Tuttavia colleziono lo stesso, e con puntiglio, i loro dischi perché erano… semplicemente bravi, molto musicali, affiatati, preparati. Ma bisogna discernere… nel loro repertorio c’è molta rumenta easy listening, un minestrone soft rock insipido buono per i poveri di spirito musicale. Poi però, una volta su cinque, ecco che tirano fuori una sciccheria, magari solo strumentale, di grandissima classe, sapienza e inventiva, capace di ripagare il tempo perso dietro a loro.
James Seals, quello a sinistra colla coppola, la barbetta e il bulbo da uccellino in fase di corteggiamento, suona prevalentemente la chitarra acustica. Dash Crofts, quello col pelo in eccesso ovunque e la maglietta minchiona alla Jovanotti, è (notevole) mandolinista. Cantano entrambi: la voce di Seals è… regolare, baritonale calda e consistente. Quella di Crofts è invece più alta ma chioccia, nasalissima, non il massimo… Infatti si prende raramente il proscenio, assumendo ben più di frequente il ruolo da corista.
Cito solo il più pregevole numero contenuto in quest’album del 1976, loro ottavo di carriera, ovvero “Passing Thing”, messa proprio alla fine. E’ un episodio… progressivo, veramente; un infinito duetto chitarra/mandolino che travalica le parti cantate per imporsi con continue variazioni, dal jazz al Sudamerica, di rara eleganza. Il mandolino sa essere uno strumento irresistibile, con una voce penetrante ed insieme dolce, molto sonora.

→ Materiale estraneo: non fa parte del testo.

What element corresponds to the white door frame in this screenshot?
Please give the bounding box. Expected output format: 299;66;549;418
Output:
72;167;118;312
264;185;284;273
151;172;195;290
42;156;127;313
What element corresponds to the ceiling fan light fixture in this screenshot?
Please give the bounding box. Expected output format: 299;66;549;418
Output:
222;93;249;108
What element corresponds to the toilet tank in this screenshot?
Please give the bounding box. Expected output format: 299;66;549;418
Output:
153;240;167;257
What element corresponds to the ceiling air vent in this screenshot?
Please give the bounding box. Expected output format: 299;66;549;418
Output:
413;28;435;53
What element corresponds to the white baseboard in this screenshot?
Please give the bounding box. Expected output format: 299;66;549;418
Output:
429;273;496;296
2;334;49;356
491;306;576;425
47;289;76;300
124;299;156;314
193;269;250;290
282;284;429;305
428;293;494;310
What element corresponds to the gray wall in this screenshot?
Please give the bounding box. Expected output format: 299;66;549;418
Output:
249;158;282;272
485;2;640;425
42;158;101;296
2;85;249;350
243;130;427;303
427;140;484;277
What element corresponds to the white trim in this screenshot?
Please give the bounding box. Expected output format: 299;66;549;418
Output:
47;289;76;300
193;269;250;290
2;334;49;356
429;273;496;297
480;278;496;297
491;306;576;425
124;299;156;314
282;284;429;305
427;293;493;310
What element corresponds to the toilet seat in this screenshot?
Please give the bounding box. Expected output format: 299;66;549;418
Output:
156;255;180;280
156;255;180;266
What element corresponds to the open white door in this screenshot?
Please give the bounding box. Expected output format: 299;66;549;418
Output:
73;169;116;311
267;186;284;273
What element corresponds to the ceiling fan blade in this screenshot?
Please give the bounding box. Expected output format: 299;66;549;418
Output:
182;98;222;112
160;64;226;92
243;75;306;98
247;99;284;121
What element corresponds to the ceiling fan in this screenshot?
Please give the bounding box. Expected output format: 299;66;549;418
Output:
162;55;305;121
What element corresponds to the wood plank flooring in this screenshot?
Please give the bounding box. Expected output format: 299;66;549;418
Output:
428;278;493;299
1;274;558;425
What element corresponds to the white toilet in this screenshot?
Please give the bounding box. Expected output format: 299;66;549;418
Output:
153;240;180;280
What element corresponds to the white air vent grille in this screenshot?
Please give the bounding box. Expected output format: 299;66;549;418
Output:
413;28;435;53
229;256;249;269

Per il resto… si può dire che è grosso modo come ascoltarsi un disco di Graham Nash, o del medesimo insieme all’amico David Crosby. E’ la stessa pappa californiana, tiepida ma di classe, con la solita crema dei turnisti di Los Angeles a disposizione (mezzo gruppo dei Toto, ad esempio) per creare un prodotto di massima professionalità. Ma ripeto, qui e altrove (hanno pubblicato una quindicina di album) vi sono sempre delle perle da estrarre qua e là.